Leyó con espanto la nota que su amigo le había dejado sobre la mesa e intentó acercarse al cuartito donde suponía que estaba muerto. Golpeó la puerta con los nudillos tanto rato que se hizo sangre; por azar encontró la llave.

Al verlo tirado, los labios sin color y al pie de una cama revuelta, Loreto dio un grito aunque en aquel ático era imposible que la oyesen. Por eso, sin pensarlo más, se acercó a su cuerpo y trató de reanimarlo.
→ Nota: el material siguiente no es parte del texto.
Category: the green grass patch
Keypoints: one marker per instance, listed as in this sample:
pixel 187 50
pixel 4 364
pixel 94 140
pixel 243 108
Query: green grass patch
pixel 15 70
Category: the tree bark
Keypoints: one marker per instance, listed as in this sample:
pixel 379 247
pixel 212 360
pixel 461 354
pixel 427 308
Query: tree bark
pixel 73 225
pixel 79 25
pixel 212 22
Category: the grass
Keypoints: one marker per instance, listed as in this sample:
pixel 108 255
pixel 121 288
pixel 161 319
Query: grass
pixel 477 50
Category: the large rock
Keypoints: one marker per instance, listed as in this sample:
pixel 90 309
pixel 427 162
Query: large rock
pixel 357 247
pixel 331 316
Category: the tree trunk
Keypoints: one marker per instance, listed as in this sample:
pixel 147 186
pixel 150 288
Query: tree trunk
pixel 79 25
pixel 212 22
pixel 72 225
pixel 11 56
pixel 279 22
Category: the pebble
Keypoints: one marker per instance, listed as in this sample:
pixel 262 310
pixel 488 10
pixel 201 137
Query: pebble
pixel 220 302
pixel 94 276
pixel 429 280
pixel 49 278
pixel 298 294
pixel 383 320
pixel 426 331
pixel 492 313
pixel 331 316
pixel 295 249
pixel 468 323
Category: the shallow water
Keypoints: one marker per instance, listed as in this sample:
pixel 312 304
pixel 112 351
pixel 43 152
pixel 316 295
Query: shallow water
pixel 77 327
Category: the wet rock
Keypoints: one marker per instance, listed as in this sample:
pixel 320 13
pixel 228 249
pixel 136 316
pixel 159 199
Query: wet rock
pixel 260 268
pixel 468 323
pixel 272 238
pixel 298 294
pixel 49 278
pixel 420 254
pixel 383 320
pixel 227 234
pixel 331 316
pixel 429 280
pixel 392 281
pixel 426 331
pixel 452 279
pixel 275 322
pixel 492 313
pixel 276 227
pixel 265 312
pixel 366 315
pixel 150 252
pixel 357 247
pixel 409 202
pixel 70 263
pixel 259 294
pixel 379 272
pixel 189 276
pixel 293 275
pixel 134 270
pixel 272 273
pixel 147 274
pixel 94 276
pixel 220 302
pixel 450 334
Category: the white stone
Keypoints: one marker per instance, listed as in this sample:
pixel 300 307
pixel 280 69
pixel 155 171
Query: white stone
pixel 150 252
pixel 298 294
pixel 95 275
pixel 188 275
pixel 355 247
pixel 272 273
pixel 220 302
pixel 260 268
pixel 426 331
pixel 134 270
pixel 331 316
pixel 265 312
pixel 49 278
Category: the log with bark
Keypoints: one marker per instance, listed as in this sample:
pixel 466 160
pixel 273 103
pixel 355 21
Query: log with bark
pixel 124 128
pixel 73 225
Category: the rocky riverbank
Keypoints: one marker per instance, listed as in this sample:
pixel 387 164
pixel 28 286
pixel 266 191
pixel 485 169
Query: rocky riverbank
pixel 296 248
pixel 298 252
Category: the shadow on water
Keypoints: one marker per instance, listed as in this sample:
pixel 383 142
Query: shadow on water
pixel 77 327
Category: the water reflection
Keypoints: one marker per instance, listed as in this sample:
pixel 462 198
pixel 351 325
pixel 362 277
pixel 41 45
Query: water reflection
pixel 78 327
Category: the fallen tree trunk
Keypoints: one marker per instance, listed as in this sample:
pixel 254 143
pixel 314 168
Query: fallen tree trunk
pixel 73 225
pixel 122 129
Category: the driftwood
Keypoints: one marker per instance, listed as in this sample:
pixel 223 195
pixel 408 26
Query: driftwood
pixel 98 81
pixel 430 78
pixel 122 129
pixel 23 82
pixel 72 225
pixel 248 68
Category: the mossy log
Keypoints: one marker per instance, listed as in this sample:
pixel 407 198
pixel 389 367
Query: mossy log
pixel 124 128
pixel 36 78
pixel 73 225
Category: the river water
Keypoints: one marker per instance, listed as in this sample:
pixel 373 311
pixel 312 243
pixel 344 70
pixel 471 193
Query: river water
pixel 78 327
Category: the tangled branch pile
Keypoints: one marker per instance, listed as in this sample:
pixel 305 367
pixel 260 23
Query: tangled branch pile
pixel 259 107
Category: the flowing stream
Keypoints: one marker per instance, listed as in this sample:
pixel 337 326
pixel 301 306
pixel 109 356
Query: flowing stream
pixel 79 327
Clavada al suelo, sus largas y delgadas piernas parecían harapos. Bajó la escalera como alma que lleva el diablo y del portabultos del coche volvió con una manta; para quitarle el frío se sentó a su lado, lo atrajo hacia ella y lo besó sin importarle el peligro que podría suponer. Algo le decía que tenía que estar junto a él.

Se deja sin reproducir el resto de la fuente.